Werner, deeply troubled by not just the war, but his seeming inability to do what he knows is right. As a young soldier seeing the ocean for the first time he writes to his sister: “I have been feeling very clearheaded lately and what I want to write about today is the sea. It contains so many colors. Silver at dawn, green at noon, dark blue in the evening. Sometimes it looks almost red. Or it will turn the color of old coins. Right now the shadows of clouds are dragging across it, and patches of sunlight are touching down everywhere. White strings of gulls drag over it like beads…It is my favorite thing, I think, that I have ever seen. Sometimes I catch myself staring at it and forget my duties.
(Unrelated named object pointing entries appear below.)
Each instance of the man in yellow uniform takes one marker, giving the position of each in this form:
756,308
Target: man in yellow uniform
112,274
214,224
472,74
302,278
It seems big enough to contain everything anyone could ever feel.”
Marie Laure, blind at six, who grew up at the Natural History museum where her father worked: “The grotto itself comprises its own slick universe, and inside this universe spin countless galaxies: here, in the upturned half of a single mussel shell, lives a barnacle and a tiny spindle shell occupied by a still smaller hermit crab. And on the shell of the crab? A yet smaller barnacle. And on that barnacle?”
This book made me want to go out an seek the intersection of the natural world and my sense of humanity: the universe and the brain and the atom. Of course, I live in the constant tension that an urban lifestyle brings to this pursuit, but I suppose it’s the tension that makes it interesting.
(A side note: Powell’s Books interviewed Doerr and it made me want to write fiction and read all of his books. He touches on the poetic nature of the story and why the structure is designed to help the reader along with it, which I thought was brilliant.)